Venting
I just hate my life right now and I feel so guilty about it.
I have a perfect little 6 week old baby girl. I also have an amazing 3 year old son.
But I just can't face being with either of them for any length of time, it feels like too much.
I find myself wishing my newborn would just nap all day, and wishing it was bedtime for my son.
I just wish the time away constantly because I get no time to myself. I don't get any time to relax, to do any hobbies, to watch TV.
Even if I do get a small stretch of time to do any of these things (usually in the evening after 3yo is in bed and newborn is napping) I'm still feeling so uptight because my baby could wake at any moment and then the cycle starts of trying to feed her, burp her, and keep her happy until she falls back asleep again, and getting her back to sleep is just getting harder and harder.
I just want to leave the house. Its nearly midnight and I haven't been out today, I haven't left the house properly for days now. I feel so claustrophobic.
My husband helps me immensely, he takes them both every morning so I can sleep until noon because I don't sleep at night. At all. Not a single minute. So I sleep from 6am - 12pm instead. He is so good with the kids, he doesn't need asked to do things for them like some dad's do, I know its bare minimum but I do feel lucky.

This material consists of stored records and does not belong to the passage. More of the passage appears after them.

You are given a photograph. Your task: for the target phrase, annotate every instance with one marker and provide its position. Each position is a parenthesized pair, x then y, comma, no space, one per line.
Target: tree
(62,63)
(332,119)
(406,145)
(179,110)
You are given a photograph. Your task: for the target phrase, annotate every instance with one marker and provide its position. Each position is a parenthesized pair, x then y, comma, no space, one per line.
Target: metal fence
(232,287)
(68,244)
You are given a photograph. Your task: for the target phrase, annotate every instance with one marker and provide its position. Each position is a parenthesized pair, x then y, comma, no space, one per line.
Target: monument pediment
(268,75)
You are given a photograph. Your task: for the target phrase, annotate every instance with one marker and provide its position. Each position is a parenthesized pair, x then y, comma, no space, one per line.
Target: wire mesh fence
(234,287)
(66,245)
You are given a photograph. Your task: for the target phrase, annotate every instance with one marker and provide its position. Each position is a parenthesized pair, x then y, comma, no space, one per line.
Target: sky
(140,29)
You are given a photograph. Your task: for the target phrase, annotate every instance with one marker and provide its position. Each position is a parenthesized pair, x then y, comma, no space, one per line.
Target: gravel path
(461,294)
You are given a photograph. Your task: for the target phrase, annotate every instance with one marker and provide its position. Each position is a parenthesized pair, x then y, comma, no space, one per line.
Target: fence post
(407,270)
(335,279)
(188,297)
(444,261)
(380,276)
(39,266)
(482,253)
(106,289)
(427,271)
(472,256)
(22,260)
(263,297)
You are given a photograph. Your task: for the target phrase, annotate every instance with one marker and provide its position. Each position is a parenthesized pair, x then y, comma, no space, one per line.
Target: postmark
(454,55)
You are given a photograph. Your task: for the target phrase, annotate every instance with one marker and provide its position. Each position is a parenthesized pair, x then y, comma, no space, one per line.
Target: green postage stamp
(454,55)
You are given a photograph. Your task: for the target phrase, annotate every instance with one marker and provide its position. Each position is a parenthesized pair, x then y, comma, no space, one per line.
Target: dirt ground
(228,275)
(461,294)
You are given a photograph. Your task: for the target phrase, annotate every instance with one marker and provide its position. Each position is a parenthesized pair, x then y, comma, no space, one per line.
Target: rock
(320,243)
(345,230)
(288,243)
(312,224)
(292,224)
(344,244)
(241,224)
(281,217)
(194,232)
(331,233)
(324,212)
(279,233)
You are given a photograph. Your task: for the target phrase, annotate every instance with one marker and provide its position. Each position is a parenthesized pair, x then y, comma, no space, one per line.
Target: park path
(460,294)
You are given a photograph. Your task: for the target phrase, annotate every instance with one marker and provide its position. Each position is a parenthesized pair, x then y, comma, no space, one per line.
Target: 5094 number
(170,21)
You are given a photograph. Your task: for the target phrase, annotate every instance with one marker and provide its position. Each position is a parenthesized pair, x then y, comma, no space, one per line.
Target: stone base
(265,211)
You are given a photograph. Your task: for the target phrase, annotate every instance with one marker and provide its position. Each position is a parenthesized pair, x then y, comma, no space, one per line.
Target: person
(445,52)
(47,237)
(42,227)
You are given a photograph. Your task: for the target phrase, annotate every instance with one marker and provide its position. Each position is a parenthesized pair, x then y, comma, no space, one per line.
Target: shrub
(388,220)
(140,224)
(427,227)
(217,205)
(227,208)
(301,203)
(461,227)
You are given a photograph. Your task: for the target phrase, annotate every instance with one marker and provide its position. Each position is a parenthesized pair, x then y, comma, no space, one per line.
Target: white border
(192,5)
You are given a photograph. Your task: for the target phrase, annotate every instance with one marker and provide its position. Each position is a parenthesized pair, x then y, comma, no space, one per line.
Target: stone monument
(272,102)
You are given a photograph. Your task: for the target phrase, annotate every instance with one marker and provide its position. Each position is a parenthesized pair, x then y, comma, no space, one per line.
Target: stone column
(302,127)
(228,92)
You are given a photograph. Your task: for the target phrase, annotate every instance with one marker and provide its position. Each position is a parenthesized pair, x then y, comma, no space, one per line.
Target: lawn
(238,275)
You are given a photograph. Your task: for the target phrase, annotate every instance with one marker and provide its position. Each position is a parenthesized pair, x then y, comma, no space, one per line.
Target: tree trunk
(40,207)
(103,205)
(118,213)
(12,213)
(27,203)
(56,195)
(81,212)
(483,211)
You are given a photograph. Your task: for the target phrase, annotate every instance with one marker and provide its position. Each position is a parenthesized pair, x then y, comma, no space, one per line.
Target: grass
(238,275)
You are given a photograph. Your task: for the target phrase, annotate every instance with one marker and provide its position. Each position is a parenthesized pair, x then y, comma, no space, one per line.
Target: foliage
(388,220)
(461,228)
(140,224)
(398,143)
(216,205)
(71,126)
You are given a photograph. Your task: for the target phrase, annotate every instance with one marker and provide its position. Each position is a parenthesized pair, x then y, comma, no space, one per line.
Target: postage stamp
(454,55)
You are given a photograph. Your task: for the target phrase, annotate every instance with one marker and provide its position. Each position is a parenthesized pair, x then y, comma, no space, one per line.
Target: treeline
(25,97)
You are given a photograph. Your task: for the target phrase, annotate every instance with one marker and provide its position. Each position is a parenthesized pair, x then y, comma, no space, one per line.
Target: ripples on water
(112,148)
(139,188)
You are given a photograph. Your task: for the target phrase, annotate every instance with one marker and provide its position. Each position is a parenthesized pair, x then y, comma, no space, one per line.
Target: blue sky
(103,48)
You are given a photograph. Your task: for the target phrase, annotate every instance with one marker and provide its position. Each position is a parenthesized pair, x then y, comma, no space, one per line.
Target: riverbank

He's not at work at the moment so it's the 4 of us all day every day and I should be so grateful but I still just feel so overwhelmed and sad. I just want him to take the kids so I can run away. But I don't want to run away permanently. Idk, I just don't feel happy when I know I should be. I should be so happy, I have it so easy with my husband being off work, I know. But it doesn't feel like I get any more time to myself. I'm always needed for something and always managing something in the house.